Certes, les scénaristes ne se sont pas foulés pour la trame, reprenant à peu de choses près celle de La Poursuite infernale. Rory Calhoun n’est pas Henry Fonda, mais il a une présence à l’écran qui aurait mérité à sa carrière davantage que celle qui l’a cantonné à de petits westerns. Quant à Louis King, s’il n’a pas le talent de son frère Henry, il démontre ici un certain savoir-faire.
Cette Rivière de la poudre est indiscutablement une petite série B dont les enjeux, notamment psychologiques, semblent démesurés par rapport à sa capacité à les traiter, mais certaines différences avec le fameux règlement de comptes à Tombstone apportent une originalité à l’ensemble.

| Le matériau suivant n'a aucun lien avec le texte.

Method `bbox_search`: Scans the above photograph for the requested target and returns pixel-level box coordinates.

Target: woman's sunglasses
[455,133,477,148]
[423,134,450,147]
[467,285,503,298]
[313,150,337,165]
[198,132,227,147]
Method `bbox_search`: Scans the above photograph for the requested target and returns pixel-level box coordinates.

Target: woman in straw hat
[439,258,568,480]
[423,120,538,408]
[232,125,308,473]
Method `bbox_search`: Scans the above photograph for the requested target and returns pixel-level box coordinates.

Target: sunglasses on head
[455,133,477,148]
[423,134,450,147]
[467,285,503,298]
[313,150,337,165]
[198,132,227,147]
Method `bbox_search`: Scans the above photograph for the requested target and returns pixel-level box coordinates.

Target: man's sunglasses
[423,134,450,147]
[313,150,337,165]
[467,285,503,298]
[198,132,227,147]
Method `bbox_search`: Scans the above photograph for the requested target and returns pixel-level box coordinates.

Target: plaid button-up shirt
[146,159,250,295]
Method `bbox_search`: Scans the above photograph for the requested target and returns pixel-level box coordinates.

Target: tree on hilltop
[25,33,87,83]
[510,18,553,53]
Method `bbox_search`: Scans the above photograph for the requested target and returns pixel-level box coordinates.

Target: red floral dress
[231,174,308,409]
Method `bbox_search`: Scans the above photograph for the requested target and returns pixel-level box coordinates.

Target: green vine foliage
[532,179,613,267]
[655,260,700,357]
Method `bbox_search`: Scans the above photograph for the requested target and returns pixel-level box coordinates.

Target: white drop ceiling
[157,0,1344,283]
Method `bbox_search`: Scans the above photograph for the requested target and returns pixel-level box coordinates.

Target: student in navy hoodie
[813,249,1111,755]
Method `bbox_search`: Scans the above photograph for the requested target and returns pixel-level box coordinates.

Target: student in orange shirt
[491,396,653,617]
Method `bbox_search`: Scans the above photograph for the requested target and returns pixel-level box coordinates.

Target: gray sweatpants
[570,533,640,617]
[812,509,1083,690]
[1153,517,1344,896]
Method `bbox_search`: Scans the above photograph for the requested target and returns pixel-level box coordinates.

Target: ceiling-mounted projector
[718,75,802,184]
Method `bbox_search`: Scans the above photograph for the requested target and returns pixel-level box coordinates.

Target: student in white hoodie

Ficelé en à peine 1h15, le résultat est évidemment bien superficiel et on peut s’étonner du manque d’action (même le gunfight final est réglé en moins de deux minutes chrono), le réalisateur faisant le choix de s’attacher davantage aux relations entre les différents protagonistes dans des paysages de qualité.
On sent clairement le manque de moyen, les limites de ce type d’entreprise, mais ce petit western a des arguments à défendre et se regarde sans aucun ennui tant il est bien rythmé. Ils permettent de fermer les yeux sur certaines maladresses, quelques raccourcis trop abrupts et les traditionnelles incongruités liées à ce type de petites entreprises.